The first two items on this list both relate to outgoings and overheads, but it is advisable to consider them separately. Controlling expenditure is all about keeping your costs in check, sticking to a budget and not letting your funds run dry unexpectedly.

This is important to ensure you can make payments to suppliers and creditors on time. This is critical, as it is failure to keep up with payment obligations that leads to insolvency. Creditors who are not paid as agreed will soon look to take enforcement action against you, and continued inability to meet payments will lead to formal insolvency proceedings.

Being able to pay suppliers and creditors of course depends on having sufficient funds coming into the business. Generating an adequate income is the first requirement – if you are not making enough from sales to cover your overheads, then your cash flow management is doomed.

But beyond that, if you yourself extend lines of credit by allowing customers and clients to pay within an agreed timeframe, then robust credit control also becomes important. In a nutshell, you have to ensure that the payment terms you agree with customers fit with the schedule of outgoing payments your business has to fulfil.

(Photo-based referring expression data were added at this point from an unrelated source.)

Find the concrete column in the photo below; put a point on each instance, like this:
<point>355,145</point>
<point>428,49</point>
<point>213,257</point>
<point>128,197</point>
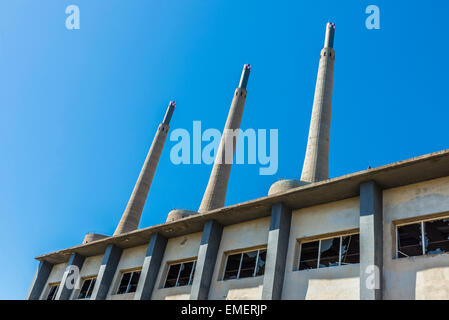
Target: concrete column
<point>316,162</point>
<point>215,194</point>
<point>207,257</point>
<point>151,267</point>
<point>108,268</point>
<point>277,247</point>
<point>131,217</point>
<point>39,281</point>
<point>75,262</point>
<point>371,247</point>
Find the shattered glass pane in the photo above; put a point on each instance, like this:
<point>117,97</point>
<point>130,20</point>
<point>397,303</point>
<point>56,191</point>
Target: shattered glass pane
<point>232,266</point>
<point>309,255</point>
<point>248,264</point>
<point>330,251</point>
<point>350,249</point>
<point>172,276</point>
<point>260,268</point>
<point>409,240</point>
<point>436,236</point>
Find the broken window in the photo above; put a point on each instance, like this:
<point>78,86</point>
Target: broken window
<point>329,252</point>
<point>260,266</point>
<point>434,232</point>
<point>350,249</point>
<point>87,288</point>
<point>436,235</point>
<point>180,274</point>
<point>410,240</point>
<point>245,264</point>
<point>129,282</point>
<point>52,292</point>
<point>309,255</point>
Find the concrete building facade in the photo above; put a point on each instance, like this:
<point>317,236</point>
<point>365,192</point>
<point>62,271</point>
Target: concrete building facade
<point>381,233</point>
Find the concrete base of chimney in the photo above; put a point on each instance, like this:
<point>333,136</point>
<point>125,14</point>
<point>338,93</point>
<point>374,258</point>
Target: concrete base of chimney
<point>177,214</point>
<point>284,185</point>
<point>89,237</point>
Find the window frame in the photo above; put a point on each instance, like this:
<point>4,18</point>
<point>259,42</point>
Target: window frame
<point>241,252</point>
<point>123,272</point>
<point>192,273</point>
<point>88,289</point>
<point>421,222</point>
<point>50,287</point>
<point>319,239</point>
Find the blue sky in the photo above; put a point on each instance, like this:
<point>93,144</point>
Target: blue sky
<point>79,108</point>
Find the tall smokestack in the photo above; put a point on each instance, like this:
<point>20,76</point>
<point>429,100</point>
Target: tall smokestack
<point>215,194</point>
<point>131,217</point>
<point>316,162</point>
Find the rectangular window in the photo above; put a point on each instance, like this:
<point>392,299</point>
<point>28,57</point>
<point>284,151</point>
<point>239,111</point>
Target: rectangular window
<point>87,288</point>
<point>52,292</point>
<point>180,274</point>
<point>245,264</point>
<point>129,282</point>
<point>410,238</point>
<point>331,252</point>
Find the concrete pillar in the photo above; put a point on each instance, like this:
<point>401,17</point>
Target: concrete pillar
<point>107,271</point>
<point>151,267</point>
<point>215,194</point>
<point>131,217</point>
<point>371,247</point>
<point>316,162</point>
<point>277,247</point>
<point>207,257</point>
<point>39,280</point>
<point>70,277</point>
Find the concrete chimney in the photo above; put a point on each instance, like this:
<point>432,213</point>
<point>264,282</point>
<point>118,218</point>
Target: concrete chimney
<point>131,217</point>
<point>215,194</point>
<point>316,162</point>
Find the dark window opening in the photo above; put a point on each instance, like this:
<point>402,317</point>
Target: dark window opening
<point>246,264</point>
<point>409,240</point>
<point>309,255</point>
<point>129,282</point>
<point>52,293</point>
<point>350,249</point>
<point>87,289</point>
<point>330,252</point>
<point>180,274</point>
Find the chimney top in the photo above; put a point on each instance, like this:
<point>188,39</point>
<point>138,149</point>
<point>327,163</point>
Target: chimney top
<point>245,76</point>
<point>169,113</point>
<point>330,32</point>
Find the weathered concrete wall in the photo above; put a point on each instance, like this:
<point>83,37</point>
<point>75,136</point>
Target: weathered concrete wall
<point>327,283</point>
<point>239,236</point>
<point>179,248</point>
<point>91,266</point>
<point>422,277</point>
<point>55,276</point>
<point>131,258</point>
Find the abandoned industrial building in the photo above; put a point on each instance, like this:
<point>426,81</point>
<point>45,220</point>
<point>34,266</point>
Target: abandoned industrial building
<point>382,233</point>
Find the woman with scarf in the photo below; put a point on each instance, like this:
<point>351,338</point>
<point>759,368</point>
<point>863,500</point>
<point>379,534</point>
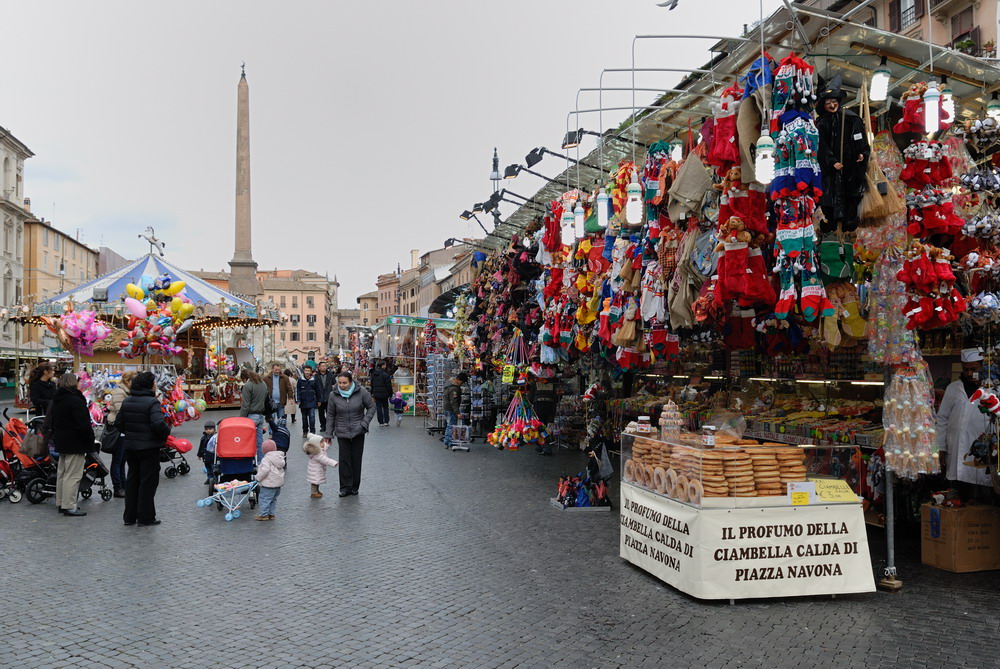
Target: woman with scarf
<point>348,413</point>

Where many businesses slip up in cash flow management is agreeing lenient payment terms which mean they effectively don’t receive cash for sales until after they need it. Although the business seems to be performing well, there is nothing in the account when it comes to paying suppliers and creditors. It is this which can quickly lead to a spiral down to insolvency.

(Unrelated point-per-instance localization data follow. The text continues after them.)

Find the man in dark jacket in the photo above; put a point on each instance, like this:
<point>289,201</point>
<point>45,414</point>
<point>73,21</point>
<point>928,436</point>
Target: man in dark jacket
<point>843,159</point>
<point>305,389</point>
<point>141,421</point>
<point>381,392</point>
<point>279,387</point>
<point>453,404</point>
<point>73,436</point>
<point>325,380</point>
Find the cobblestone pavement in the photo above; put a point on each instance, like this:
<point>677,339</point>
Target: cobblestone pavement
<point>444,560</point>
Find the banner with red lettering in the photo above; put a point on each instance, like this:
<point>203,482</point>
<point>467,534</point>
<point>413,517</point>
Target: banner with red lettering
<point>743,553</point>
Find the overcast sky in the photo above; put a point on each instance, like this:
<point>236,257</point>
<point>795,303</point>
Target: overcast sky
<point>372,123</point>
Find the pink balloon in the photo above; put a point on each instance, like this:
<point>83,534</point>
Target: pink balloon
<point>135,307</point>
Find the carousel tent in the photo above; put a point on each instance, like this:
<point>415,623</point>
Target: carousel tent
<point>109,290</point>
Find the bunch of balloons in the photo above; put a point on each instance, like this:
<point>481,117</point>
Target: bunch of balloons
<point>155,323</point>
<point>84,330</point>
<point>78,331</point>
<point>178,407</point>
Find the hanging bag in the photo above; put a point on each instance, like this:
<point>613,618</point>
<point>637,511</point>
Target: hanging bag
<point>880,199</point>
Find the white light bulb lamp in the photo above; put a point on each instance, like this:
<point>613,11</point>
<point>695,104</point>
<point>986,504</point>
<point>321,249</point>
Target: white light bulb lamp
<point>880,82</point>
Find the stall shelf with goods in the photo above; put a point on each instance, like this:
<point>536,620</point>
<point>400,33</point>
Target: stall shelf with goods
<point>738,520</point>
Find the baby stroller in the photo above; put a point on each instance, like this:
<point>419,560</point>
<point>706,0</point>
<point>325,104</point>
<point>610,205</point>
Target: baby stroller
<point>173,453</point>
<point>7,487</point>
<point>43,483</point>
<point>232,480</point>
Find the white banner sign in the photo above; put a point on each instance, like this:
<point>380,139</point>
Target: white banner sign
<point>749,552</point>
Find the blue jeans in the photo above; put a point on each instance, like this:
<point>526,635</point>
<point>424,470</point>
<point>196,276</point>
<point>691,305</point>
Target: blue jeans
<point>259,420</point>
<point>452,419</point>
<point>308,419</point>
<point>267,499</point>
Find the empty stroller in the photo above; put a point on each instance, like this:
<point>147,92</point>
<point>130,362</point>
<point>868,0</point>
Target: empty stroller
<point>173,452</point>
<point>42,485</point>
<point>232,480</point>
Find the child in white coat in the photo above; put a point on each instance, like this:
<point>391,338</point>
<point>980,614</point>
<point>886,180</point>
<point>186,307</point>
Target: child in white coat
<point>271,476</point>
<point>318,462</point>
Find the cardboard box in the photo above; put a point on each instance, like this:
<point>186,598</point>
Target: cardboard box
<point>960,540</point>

Principles of cash flow management

In order to stay on top of cash flow management, it helps to start out with the following principles in mind:

  • Income is not ‘passive’ – as a business owner, you have to actively work to make sure you get the money your company needs to meet its financial obligations in good time. Negotiating payment terms is a critical part of this.
  • Payment terms have to work for you. If you are supplying goods and services to another business, you are under no obligation to accept the payment terms they request. There are lots of stories of small businesses being pressured into taking 60, 80, even 120-day payment terms by bigger corporations, and accepting them regardless of what it does to their cash flow because they feel they have no choice. If you cannot get the money for a sale when you need it, then you might as well not have the contract at all.
  • Cash flow is a business cycle like any other. Just as you would approach purchasing or production cycles in a planned, strategic way, cash flow should be treated the same.